La chronique de Julien Broquet

« Il y a ceux qui veulent mourir un jour de pluie. Et d’autres en plein soleil. Il y a ceux qui veulent mourir seuls dans un lit. Tranquilles dans leur sommeil. Moi je veux mourir sur scène. » Dalida ne s’en est pas allée comme elle chantait le désirer. Elle s’est suicidée aux barbituriques dans sa maison de Montmartre. D’autres, qui s’en seraient bien passé, ont toutefois tiré leur révérence, l’ultime, à même les planches, les yeux dans les yeux avec leur public.

C’est ce qui vient d’arriver à Mike Scaccia . Le 22 décembre dernier, Scaccia joue dans un club de Fort Worth, au Texas, pour les 50 balais de Bruce Corbitt, le chanteur -ça ne s’invente pas- de Rigor Mortis.
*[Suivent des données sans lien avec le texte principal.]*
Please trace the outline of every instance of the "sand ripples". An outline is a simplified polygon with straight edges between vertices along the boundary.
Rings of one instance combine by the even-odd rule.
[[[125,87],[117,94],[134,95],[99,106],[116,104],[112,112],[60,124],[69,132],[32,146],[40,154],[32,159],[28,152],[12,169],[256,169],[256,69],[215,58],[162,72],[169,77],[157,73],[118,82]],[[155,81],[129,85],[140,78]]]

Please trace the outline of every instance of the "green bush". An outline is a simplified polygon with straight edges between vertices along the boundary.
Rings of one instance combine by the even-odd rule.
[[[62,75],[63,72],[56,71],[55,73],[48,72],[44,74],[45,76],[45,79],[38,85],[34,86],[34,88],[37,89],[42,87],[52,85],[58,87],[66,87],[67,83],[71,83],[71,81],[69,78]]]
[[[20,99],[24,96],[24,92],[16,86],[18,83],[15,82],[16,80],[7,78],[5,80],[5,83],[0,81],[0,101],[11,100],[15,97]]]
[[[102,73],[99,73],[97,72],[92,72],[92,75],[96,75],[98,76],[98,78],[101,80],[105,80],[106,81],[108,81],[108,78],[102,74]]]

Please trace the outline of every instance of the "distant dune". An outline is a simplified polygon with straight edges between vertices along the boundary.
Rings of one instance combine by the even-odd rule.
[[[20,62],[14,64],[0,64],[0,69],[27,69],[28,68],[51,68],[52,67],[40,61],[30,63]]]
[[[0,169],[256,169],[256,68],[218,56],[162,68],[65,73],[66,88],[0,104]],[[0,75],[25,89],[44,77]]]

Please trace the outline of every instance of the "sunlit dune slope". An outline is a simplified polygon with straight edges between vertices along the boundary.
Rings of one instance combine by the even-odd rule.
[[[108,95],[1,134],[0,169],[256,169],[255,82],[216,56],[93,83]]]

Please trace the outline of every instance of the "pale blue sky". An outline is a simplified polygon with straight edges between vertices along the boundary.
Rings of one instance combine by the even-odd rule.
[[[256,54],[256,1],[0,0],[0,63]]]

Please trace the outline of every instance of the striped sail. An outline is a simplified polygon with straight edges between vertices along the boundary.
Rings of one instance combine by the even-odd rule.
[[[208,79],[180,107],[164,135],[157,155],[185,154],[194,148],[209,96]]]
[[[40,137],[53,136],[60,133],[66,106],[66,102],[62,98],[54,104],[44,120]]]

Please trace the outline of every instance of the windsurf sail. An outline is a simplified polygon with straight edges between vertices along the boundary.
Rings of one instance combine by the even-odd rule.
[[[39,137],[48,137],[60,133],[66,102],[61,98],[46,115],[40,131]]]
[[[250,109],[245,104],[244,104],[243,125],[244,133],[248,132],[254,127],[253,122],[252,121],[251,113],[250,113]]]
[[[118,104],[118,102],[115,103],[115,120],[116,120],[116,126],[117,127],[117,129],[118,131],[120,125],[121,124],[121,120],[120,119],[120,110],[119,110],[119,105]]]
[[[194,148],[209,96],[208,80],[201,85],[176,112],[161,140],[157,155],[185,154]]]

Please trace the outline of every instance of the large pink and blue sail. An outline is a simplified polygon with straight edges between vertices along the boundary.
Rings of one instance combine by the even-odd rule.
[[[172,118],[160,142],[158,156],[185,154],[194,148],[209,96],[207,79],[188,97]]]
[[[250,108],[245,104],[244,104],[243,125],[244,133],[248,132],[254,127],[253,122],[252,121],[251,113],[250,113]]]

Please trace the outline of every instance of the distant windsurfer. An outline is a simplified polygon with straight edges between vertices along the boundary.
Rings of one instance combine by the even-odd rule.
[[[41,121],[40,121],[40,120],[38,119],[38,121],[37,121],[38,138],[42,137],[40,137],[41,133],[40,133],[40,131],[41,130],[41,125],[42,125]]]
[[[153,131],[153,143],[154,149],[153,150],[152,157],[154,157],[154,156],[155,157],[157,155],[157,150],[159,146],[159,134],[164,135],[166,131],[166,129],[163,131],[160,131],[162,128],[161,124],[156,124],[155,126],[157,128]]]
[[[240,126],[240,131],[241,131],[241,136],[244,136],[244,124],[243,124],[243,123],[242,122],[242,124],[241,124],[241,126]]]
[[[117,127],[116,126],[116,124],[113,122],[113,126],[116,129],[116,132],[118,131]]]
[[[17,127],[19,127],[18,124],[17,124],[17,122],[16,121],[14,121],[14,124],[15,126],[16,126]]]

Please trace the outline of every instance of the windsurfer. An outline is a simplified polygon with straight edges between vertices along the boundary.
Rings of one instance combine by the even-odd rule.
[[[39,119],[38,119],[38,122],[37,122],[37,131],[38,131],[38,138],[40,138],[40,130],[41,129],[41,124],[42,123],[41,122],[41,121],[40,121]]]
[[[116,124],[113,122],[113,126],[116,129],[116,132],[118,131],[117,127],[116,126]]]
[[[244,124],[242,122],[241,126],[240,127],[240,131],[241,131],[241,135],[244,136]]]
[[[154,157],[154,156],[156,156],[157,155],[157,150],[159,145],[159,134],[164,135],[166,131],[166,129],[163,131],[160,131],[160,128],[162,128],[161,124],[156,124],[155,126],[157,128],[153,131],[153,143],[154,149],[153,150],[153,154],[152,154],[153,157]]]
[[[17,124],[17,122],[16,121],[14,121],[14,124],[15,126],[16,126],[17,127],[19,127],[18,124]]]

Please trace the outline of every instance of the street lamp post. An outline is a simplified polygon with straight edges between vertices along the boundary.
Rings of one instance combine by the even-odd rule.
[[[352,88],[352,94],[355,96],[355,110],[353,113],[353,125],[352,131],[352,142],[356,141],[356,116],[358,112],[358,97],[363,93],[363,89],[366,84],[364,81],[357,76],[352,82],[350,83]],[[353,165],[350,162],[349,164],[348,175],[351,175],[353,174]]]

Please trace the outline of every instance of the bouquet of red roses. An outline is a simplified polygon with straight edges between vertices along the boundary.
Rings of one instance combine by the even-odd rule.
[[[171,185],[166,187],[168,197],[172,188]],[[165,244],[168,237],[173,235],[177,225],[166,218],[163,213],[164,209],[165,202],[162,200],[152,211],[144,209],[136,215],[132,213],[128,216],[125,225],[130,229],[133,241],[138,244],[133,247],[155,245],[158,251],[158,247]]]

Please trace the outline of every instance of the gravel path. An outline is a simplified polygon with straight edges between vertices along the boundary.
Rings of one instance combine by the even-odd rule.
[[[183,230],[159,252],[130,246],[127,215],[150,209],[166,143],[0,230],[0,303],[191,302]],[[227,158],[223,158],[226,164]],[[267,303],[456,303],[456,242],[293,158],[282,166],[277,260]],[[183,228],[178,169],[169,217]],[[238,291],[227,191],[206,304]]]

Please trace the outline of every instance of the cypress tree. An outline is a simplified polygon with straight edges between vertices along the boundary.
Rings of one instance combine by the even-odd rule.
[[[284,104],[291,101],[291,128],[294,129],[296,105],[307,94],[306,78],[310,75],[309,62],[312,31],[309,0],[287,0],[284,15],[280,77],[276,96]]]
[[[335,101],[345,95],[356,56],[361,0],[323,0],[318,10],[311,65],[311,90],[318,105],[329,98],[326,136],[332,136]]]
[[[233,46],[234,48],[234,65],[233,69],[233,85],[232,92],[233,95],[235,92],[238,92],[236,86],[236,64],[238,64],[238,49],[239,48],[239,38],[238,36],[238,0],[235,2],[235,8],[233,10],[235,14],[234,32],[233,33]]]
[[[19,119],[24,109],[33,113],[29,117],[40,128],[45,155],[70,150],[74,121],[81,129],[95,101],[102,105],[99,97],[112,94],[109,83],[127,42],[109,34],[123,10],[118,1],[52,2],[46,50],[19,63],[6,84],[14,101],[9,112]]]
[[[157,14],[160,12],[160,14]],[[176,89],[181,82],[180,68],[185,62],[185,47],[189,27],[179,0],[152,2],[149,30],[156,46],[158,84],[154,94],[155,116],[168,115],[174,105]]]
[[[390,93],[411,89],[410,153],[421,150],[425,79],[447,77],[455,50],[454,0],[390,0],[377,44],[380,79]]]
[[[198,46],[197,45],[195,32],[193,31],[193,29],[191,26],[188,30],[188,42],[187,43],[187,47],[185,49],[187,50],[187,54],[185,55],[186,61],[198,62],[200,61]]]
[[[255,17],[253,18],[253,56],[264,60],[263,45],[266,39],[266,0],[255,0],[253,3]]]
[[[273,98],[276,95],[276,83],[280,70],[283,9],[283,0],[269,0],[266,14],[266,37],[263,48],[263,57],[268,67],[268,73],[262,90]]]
La raideur de la mort, soufflent les latinistes. Groupe que Scaccia avait lui-même fondé en 1983. Après avoir demandé qu’on éteigne les lumières stroboscopiques du club, le guitariste de Ministry s’effondre sur scène. Agé de 47 ans, victime d’un accident cardiaque, il sera déclaré mort à l’hôpital.

C’est la même fin qui a emporté Mark Sandman, du groupe Morphine. Le 3 juillet 1999, en plein concert, Sandman s’effondre sur le podium du Giardini del Principe à Palestrina, près de Rome. Il est déclaré mort peu de temps après d’une crise cardiaque. Il avait alors 46 piges.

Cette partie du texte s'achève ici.